Are there any pros/cons that you take into account when choosing to use the interface method vs the virtual method?

When it comes to testing with Moq, interfaces are fully supported. That is not the case with classes, which can have unsupported constructs such as static, sealed, or non-virtual members. So from a purely Moq point of view, prefer interfaces for testing.

That being said, you shouldn't let "Moq-ability" influence your code design too much. There's always the question of when to prefer interfaces over abstract base classes. You can find a lot of good material and opinions on that particular subject on the web. I'm not certain I can contribute anything better.

That being said, a few points I might typically consider are:

  • As the "baseline" decision, prefer to use interfaces over abstract base classes.
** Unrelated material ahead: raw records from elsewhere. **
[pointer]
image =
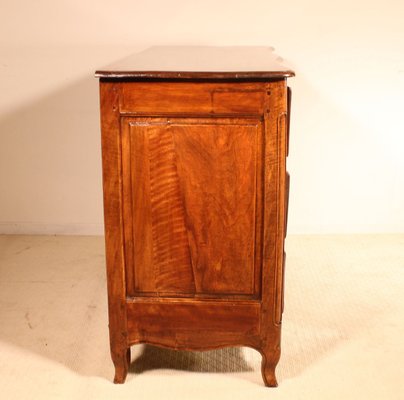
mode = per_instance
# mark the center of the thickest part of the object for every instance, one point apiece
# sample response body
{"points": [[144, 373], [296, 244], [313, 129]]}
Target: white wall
{"points": [[347, 138]]}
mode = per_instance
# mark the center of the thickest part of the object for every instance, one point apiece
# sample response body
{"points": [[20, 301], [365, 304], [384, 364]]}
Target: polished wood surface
{"points": [[195, 200], [199, 62]]}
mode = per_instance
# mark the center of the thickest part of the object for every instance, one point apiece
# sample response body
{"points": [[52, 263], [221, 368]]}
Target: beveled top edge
{"points": [[193, 75], [199, 62]]}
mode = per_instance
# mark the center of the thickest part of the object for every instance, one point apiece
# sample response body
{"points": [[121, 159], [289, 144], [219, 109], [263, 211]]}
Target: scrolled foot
{"points": [[121, 363], [269, 361]]}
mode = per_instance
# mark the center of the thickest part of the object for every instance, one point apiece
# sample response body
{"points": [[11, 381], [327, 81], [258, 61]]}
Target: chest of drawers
{"points": [[194, 147]]}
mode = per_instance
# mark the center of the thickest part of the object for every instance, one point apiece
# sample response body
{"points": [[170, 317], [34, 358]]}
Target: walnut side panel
{"points": [[195, 186]]}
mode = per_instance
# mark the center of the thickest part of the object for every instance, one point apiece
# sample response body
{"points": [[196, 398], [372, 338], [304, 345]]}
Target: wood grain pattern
{"points": [[113, 222], [192, 98], [195, 202], [199, 62], [217, 162], [201, 179], [169, 317]]}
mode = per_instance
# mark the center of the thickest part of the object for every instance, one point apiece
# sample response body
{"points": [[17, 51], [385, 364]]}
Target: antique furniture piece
{"points": [[194, 147]]}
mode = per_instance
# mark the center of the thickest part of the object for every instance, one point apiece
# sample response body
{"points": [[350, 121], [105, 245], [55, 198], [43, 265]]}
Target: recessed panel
{"points": [[192, 186]]}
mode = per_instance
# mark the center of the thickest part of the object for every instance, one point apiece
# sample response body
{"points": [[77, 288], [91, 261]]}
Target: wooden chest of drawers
{"points": [[194, 147]]}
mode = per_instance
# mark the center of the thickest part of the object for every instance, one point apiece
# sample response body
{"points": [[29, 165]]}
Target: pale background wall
{"points": [[347, 143]]}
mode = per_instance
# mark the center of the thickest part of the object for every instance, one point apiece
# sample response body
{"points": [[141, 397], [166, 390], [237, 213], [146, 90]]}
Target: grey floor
{"points": [[343, 329]]}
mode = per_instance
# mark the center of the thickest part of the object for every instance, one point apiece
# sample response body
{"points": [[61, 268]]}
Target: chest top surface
{"points": [[199, 62]]}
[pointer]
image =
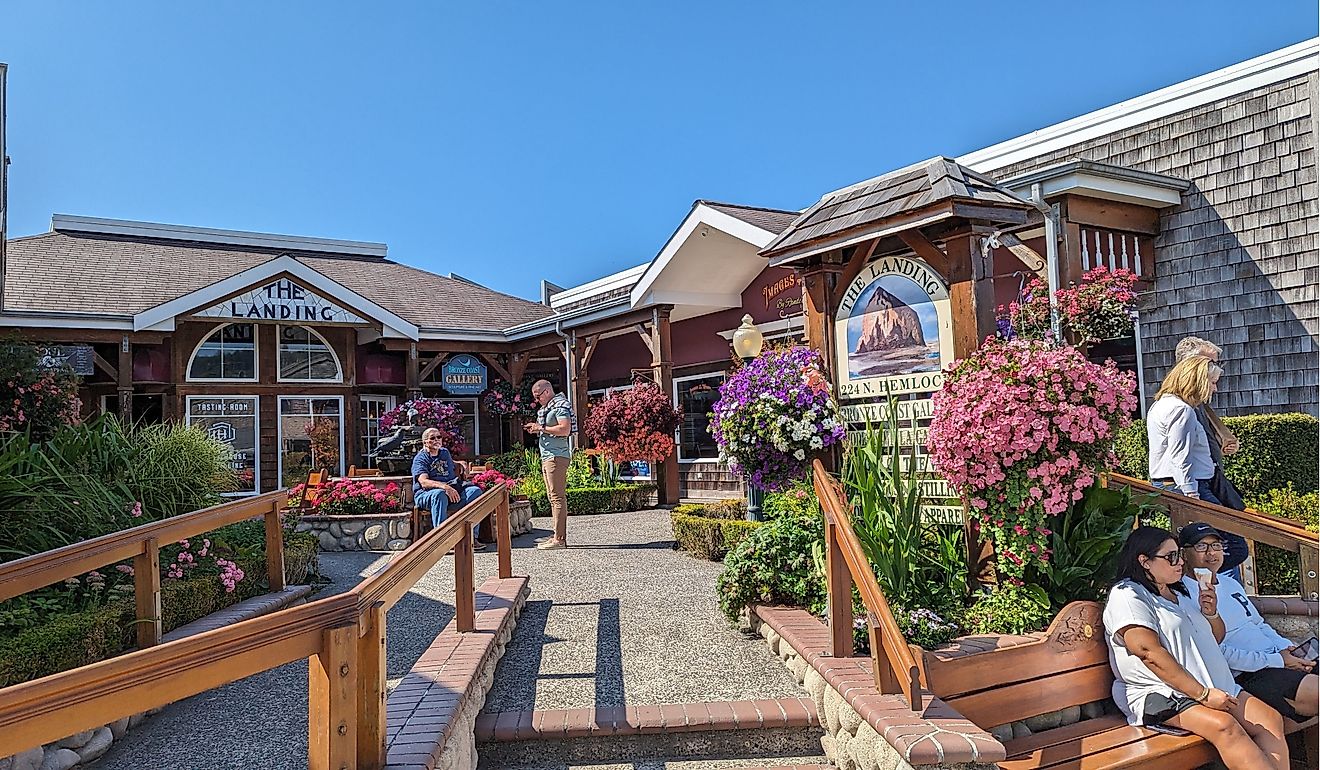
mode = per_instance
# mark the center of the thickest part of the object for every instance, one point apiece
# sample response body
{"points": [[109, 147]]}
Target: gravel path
{"points": [[621, 587], [621, 618]]}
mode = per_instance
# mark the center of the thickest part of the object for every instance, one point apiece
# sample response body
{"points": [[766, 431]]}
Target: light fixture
{"points": [[747, 340]]}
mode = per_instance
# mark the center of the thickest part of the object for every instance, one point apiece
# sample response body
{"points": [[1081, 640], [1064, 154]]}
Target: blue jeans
{"points": [[1234, 546], [438, 503]]}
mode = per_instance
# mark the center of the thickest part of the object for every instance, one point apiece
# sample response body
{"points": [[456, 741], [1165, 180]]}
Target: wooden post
{"points": [[371, 691], [413, 373], [147, 593], [275, 546], [333, 701], [465, 601], [503, 538], [838, 584], [126, 381], [661, 369]]}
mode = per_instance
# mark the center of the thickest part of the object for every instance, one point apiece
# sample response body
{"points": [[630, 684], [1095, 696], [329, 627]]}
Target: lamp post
{"points": [[747, 344]]}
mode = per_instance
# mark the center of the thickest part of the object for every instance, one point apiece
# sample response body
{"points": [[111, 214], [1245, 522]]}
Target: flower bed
{"points": [[71, 639]]}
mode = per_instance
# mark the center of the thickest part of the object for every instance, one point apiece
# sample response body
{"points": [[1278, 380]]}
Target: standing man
{"points": [[1222, 441], [552, 427], [436, 486]]}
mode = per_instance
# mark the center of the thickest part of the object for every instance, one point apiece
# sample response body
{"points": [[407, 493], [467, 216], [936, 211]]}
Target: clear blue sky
{"points": [[562, 140]]}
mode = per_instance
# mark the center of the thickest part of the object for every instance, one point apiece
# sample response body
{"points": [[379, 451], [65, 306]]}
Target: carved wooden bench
{"points": [[1067, 666]]}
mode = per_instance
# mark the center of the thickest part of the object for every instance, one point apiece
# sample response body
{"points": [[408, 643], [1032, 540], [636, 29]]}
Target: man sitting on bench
{"points": [[436, 485]]}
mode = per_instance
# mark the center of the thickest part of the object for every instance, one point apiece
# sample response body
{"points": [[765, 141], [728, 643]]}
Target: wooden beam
{"points": [[922, 246], [646, 338]]}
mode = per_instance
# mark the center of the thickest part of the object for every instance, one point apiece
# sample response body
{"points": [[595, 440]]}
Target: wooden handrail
{"points": [[342, 637], [894, 665], [1254, 526]]}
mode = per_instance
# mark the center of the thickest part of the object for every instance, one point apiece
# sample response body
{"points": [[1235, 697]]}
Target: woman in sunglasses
{"points": [[1164, 650], [1262, 661]]}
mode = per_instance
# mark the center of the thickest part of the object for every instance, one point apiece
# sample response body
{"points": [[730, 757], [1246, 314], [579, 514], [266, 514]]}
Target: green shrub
{"points": [[1007, 609], [1278, 571], [708, 538], [512, 464], [1275, 451], [774, 565]]}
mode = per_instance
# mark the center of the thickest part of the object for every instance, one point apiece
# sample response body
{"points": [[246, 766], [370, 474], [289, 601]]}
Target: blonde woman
{"points": [[1179, 449]]}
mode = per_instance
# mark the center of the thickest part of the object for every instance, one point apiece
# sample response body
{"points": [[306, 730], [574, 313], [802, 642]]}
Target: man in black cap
{"points": [[1263, 662]]}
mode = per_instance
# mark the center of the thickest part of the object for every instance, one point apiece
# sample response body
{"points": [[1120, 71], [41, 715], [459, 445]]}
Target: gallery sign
{"points": [[77, 358], [283, 300], [463, 375], [894, 330]]}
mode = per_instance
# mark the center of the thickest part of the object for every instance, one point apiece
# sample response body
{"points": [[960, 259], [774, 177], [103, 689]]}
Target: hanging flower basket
{"points": [[503, 400], [774, 415]]}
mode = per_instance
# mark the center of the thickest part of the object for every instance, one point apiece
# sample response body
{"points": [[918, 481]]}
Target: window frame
{"points": [[256, 355], [279, 357], [256, 429]]}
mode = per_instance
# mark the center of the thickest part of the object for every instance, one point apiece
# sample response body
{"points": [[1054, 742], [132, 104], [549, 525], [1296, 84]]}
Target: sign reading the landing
{"points": [[894, 332], [463, 375], [281, 300]]}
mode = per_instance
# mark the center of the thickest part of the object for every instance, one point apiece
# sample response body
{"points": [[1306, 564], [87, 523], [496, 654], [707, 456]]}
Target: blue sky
{"points": [[562, 140]]}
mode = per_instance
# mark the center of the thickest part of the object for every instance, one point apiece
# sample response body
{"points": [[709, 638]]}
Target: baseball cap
{"points": [[1195, 532]]}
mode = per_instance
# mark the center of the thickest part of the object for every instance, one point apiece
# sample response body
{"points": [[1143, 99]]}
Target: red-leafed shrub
{"points": [[634, 424]]}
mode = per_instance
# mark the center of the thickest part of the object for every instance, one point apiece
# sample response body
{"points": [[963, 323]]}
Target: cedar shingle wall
{"points": [[1238, 259]]}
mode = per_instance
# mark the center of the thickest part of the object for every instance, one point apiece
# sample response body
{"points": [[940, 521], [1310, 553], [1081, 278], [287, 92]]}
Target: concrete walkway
{"points": [[619, 618]]}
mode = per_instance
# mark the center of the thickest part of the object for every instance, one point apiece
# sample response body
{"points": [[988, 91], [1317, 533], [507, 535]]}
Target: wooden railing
{"points": [[892, 662], [1255, 527], [143, 546], [342, 637]]}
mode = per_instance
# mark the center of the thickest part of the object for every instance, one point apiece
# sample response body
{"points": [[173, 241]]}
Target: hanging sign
{"points": [[77, 358], [463, 375], [281, 300]]}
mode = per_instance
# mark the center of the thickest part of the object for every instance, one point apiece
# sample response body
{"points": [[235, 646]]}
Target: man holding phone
{"points": [[1263, 662]]}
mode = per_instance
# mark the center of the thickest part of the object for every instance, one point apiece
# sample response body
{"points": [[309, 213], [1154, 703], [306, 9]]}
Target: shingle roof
{"points": [[908, 189], [768, 219], [106, 275]]}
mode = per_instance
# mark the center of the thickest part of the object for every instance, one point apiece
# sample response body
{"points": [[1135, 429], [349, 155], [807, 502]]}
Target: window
{"points": [[371, 408], [305, 355], [696, 396], [231, 420], [229, 354], [310, 436]]}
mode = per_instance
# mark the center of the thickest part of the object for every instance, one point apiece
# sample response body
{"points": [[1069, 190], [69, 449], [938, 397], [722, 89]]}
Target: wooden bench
{"points": [[1067, 666]]}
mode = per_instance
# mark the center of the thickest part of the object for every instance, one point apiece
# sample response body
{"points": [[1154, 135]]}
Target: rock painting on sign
{"points": [[892, 329]]}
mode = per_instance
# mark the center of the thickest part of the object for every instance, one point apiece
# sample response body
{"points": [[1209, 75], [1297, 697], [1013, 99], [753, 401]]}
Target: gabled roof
{"points": [[862, 208], [768, 219], [86, 274]]}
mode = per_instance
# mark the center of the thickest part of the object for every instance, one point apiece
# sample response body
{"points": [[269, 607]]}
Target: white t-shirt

  • How likely is it that I'll have more than one actual implementation of an interface? If that seems unlikely, I might end up foregoing the interface and just writing a sealed class. (That wouldn't be testable using Moq 4, so given that you might want to test code that uses this class, an interface might become necessary so that in test code, the actual implementation can be exchanged for a test double.)

  • If there is likely going to be more than just one single implementation, will each implementation have to do the same basic boilerplate work over and over again? Or does the base type offer some functionality that should always work the same way that cannot be expressed as an extension method? If so, I might end up with an abstract base class.

There's probably a lot more than I forget and the above is grossly oversimplified, so take this with a grain of salt. When it comes to Moq, know that interfaces are better supported while support for mocking classes is more spotty.